The Short-Sightedness of Punishing Poverty

I am feeling rather infuriated by a news story shared in this post by a blog I follow called The 13th Juror.  In a nutshell, the city of Ashland, Oregon is considering what to do about the people experiencing homelessness who spend time in the downtown and have dozens or even hundreds of unpaid tickets around ‘public nuisance’ citations.  Their proposed solution?  To create an exclusion zone where people with unpaid tickets could not enter or face being arrested for criminal trespassing.  The police chief justifies this by saying that this multiple tickets are contributing to long-term homelessness as they are a barrier to employment.

So, guess what the punishment is for criminal trespassing?  Short jail time and a $2,000 fine.  Am I the only one who sees this as incredibly backward?  If we see that ticketing is an impediment to escaping homelessness, then why keep ticketing?  It’s not that people want to be ticketed.  If there were public washrooms downtown they would not urinate outdoors.  If they weren’t addicted they would not be drunk in public on a weekday afternoon.  Enhancing the punishment does absolutely nothing to rectify the situation, it is extremely short-sighted.

However, unfortunately this is too often the rationale of police services that focus on punitive measures and an ‘illegitimate public’, rather than being connected to the broader solutions of social services.  I hope such a measure would never be considered here in London, but I’m nervous about what downtown renewal may be conceptualized as.
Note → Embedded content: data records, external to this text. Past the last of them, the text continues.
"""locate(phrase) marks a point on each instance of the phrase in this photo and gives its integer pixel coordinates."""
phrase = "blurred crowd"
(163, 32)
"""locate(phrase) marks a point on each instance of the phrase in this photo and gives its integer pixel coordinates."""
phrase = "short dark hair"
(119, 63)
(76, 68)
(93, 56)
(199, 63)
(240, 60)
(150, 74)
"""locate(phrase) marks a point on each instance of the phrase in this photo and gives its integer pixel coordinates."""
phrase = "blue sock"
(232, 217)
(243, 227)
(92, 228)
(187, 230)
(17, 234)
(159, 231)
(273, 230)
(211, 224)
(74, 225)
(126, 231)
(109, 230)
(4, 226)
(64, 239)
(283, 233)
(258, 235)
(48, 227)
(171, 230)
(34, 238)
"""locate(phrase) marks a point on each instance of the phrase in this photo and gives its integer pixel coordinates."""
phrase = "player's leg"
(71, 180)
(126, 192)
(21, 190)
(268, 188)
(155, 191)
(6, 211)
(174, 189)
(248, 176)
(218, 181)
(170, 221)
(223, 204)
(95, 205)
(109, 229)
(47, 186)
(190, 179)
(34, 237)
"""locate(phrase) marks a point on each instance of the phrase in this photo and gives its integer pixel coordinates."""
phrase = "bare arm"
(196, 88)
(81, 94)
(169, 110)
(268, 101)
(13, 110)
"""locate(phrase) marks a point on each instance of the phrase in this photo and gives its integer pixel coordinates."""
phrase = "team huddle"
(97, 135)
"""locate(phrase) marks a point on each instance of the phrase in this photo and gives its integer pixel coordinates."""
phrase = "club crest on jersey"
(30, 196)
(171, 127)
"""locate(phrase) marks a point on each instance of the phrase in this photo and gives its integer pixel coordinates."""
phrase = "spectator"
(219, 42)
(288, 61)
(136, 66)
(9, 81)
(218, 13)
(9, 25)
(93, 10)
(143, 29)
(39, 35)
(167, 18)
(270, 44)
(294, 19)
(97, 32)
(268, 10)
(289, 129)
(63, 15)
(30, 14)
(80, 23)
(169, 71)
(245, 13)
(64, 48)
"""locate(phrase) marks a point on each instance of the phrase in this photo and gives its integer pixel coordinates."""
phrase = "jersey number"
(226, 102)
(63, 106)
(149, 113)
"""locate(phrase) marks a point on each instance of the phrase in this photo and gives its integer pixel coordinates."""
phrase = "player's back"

3 thoughts on “The Short-Sightedness of Punishing Poverty

  1. Speaking of police officers, and the mentality that dominates various forces, has the LHON thought about doing anything to try and educate or inform cops? I’m generally skeptical about such efforts (cf. “The Story of Jane Doe” and “Our Enemies in Blue” for more on why working with cops tends to be a lost cause) but, who knows, maybe y’all will be able to make a breakthrough. Sometimes my skepticism is misplaced.

    • Thanks Dan. We would love to work more closely with the London Police Department, though I have yet to find the best ‘in’. Our work is all about networking, and having the right people at the right tables that can make things happen. Perhaps I need to be more intentional in seeking out some people, for example one of our agencies has a community advisory board that includes a police officer.

      • In Vancouver there are a couple of ex-police officers who do really great work and whom I respect a great deal. Maybe you should turn to those people first and see what they have to say.